A term is a dyv representing the terms in a multivariate polynomial. e.g. if the input space was 2-d with inputs x1 and x2, then linearly scale x1 to z1 so that z1 lies between 0 and 1. Linearly scale x2 to z2 so that z2 lies between 0 and 1. Then terms = (1,z1,z2,z1*z1,z1*z2,z2*z2).

      dyv *mk_term_from_usin(dyv *usin, extent *ext, regdeg *rd);

A coeffs is the terms of a multi-input and possibly multi-output linear map in which

scaled predicted output = coeffs^T term

This can be implemented by

          dyv *sout = mk_dym_transpose_times_dyv(coeffs,term);

The unscaled output (or "usout") is computed from the sout as follows:

        dyv *usout = mk_usout_from_sout(extent *ext,dyv *sout);

(See mk_predict_from_atree in atree.c for example)

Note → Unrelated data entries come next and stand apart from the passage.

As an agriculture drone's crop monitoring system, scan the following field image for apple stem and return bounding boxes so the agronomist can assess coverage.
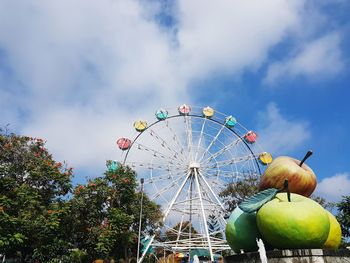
[299,150,313,167]
[284,179,291,202]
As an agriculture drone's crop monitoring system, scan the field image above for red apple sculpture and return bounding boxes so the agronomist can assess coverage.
[259,151,317,197]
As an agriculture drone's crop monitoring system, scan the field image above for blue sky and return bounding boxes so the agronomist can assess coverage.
[0,0,349,202]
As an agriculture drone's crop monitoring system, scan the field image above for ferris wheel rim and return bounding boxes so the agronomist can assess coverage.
[122,113,262,176]
[116,105,272,261]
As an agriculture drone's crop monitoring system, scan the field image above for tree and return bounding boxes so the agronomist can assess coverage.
[0,129,162,261]
[207,214,222,239]
[336,195,350,242]
[69,164,162,261]
[0,128,73,261]
[219,171,260,214]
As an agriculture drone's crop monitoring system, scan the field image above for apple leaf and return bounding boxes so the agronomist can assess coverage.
[238,188,279,213]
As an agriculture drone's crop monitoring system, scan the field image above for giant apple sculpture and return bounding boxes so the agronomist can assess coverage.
[225,207,260,253]
[323,210,342,249]
[256,193,330,249]
[259,151,317,197]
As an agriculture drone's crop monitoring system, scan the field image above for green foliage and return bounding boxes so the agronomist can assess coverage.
[219,171,260,214]
[0,129,73,261]
[336,195,350,238]
[67,248,88,263]
[0,129,162,261]
[69,165,162,261]
[207,214,222,239]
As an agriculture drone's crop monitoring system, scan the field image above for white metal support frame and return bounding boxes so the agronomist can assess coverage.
[193,166,214,261]
[123,106,264,263]
[137,171,192,263]
[198,171,226,212]
[162,170,192,220]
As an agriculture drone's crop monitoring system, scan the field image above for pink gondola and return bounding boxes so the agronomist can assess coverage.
[116,138,131,150]
[178,104,191,115]
[244,131,257,144]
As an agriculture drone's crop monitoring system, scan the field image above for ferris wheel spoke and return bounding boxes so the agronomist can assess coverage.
[127,161,186,171]
[145,171,183,184]
[150,175,184,201]
[227,153,258,175]
[237,159,254,173]
[163,120,188,159]
[201,154,258,169]
[201,168,256,178]
[150,169,186,182]
[194,117,207,161]
[197,124,226,163]
[148,128,187,162]
[202,172,248,181]
[201,138,241,165]
[133,142,183,164]
[146,175,183,188]
[184,115,194,162]
[201,169,231,183]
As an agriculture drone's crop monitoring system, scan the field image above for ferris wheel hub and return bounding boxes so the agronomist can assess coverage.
[189,162,200,169]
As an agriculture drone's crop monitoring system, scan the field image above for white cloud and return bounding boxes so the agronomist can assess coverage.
[264,32,344,85]
[176,0,303,78]
[0,0,333,178]
[257,102,311,154]
[315,173,350,202]
[0,0,185,174]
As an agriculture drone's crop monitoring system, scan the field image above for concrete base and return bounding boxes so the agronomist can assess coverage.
[224,249,350,263]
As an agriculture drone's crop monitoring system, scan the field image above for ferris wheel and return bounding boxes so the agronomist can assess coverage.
[115,105,272,262]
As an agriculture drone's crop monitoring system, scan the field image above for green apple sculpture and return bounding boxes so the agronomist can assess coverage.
[226,207,260,253]
[323,210,342,249]
[256,192,330,249]
[259,151,317,197]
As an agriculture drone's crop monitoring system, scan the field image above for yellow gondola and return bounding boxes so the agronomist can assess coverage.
[134,120,148,132]
[202,106,214,118]
[259,152,273,165]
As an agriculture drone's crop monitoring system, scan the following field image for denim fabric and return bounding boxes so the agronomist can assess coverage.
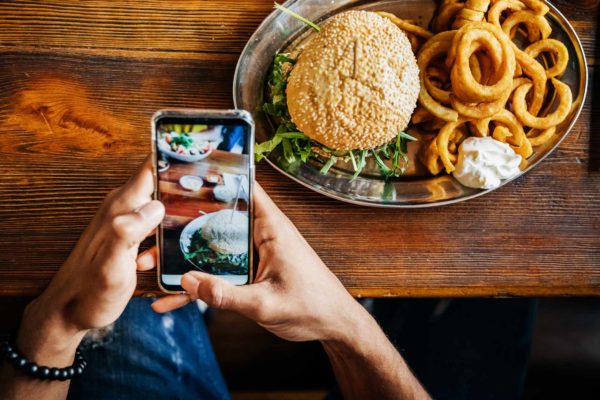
[68,298,230,400]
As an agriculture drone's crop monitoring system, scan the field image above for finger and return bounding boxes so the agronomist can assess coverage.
[253,183,284,220]
[123,156,155,199]
[252,183,294,248]
[111,200,165,249]
[136,246,157,271]
[151,294,191,314]
[181,271,263,318]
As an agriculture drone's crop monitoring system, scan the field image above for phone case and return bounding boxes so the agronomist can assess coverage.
[151,109,255,294]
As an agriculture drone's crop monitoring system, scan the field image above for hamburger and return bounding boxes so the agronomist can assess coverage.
[256,10,420,178]
[184,210,248,274]
[201,210,248,255]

The following data structures are probably not necessary for you to know about:

APRIOR

Represents a prior for the Bayesian regression

      aprior *mk_aprior_from_facode(facode *fc);

AREQUEST

Data representing about half the infomation in a facode. Specifically it is information needed to build an atree (see above), including distance metric info, regdeg info, but not kernel width info or number of neighbors.

      arequest *mk_arequest_from_facode(facode *fc);

BREQUEST

Data representing the other infomation in a facode. Specifically it is all but the information needed to build an atree (see below), so includes kernel width info and number of neighbors and weight function info.

      brequest *mk_brequest_from_facode(facode *fc);

LOC (Locators)

A locator represents a point in a distance metric space. Jeff, please document.